The legacy of conflict and economic collapse are such that 80% of schools are still in need of major repair. Nearly half of schools are without safe drinking water and one third do not have functioning latrines or toilets; about one third of students do not have proper space at a desk. While primary enrolment rates have fully recovered, it seems that at least one in every four girls and one in every six boys do not complete basic education.
But things are improving. Steady economic growth helped to lift over a million people out of absolute poverty during 2003-2007 alone. From 2000-2008, education spending increased eight-fold. This enabled improvements to school environments and much-needed increases in teacher salaries. But the gaps remain enormous. Teacher salaries still hover near a dollar a day, while the funding gap for 2009-2011 alone for such items as school buildings and furniture is 286 million USD.
The Fast Track Initiative has been part of this progress, providing USD 18.4 million during 2006-2009. This went to build or fix up 47 schools benefiting 25,000 students, and to supply new furniture and equipment for 50,000 students. It financed the publication of 27 textbooks in 1.6 million copies, helping to eliminate the shortage of Tajik language textbooks in major subjects. It supported the training of 3,700 teachers and over 400 school directors. In all these areas, FTI support has been coupled with improving standards, and these in turn are helping to improve the effectiveness of all education spending.
FTI support to Tajikistan is organized by donors, who coordinate their efforts to complement one another in support of the national education strategy. In some cases, donor-supported pilot reforms have been scaled up using FTI funds, as with education financing reforms.
Under the per capita financing (PCF) principle the public funds allocation to schools is based on the number of children enrolled, and schools have more flexibility in managing their budget in consultation with the PTAs (Parents – Teachers Associations). As a result, budget allocations nationwide are fairer and encourage a more efficient use of resources; while money management at the school level has become transparent, encouraging parents to be much more involved. This has led to schools improving their conditions as they spend money according to their priorities while community members pitch in.

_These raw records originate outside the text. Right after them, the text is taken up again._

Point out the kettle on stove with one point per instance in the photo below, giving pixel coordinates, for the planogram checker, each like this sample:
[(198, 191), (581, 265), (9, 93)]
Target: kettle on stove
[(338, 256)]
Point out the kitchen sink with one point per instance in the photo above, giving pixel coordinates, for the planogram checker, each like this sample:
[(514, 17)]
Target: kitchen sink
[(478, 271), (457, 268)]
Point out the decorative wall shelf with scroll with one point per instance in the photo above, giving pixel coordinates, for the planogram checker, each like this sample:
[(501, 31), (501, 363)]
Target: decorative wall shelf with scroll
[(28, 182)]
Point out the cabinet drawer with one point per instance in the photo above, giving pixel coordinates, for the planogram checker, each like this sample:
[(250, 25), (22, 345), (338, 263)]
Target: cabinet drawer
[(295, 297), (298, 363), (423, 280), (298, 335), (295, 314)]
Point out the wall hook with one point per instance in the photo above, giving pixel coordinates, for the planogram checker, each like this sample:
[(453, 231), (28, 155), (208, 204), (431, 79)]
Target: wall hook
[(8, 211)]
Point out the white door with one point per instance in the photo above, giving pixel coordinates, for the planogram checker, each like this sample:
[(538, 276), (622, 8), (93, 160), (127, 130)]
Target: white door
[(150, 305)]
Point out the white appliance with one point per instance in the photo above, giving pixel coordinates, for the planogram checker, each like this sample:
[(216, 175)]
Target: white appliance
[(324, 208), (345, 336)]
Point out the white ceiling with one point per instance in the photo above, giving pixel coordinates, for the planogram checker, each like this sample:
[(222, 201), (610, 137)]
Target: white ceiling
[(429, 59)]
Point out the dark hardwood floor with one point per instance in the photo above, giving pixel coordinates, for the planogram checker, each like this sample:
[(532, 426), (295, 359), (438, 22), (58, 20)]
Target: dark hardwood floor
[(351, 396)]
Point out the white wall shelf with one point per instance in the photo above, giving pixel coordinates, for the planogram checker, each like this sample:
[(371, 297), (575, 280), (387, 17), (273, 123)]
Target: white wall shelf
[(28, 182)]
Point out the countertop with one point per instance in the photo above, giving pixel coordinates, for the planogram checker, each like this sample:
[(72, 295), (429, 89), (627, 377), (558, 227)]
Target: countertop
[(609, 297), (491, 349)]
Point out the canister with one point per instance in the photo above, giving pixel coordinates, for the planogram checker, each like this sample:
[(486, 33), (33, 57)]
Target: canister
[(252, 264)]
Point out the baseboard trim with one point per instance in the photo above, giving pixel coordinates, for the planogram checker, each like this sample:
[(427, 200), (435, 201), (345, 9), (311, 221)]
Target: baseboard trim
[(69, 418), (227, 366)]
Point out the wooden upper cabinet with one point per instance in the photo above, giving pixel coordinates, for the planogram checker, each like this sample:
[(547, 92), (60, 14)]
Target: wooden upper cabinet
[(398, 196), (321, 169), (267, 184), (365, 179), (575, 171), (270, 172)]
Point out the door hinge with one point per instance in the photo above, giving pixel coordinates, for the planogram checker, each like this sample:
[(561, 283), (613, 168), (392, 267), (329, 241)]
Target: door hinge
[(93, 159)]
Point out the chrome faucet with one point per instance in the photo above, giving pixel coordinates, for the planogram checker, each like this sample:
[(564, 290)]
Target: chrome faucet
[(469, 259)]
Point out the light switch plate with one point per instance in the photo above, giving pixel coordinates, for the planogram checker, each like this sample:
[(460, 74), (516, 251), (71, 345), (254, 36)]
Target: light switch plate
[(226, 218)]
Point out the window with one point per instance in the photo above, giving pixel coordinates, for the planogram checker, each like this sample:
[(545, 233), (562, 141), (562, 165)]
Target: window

It is just such a school that Mr Rahim leads and Ruhshona attends. ‘Last year,’ says Mr Rahim, ‘because of PCF we bought generators and paid for utilities.’ That enabled him to ensure that the school is heated and has electricity throughout the school day. ‘We also paid to clean the garbage away from in front of the school.’
Ruhshona and her classmates have ambitions for the school, hoping that one day it will have a library and an indoor room for sports. As for herself, ‘In future, I wish to be a journalist. My grandmother lives with me. She never went to school. She supports me very much, I am always telling her what is going on in school. She feels happy and proud of me. I want to study and complete the school.’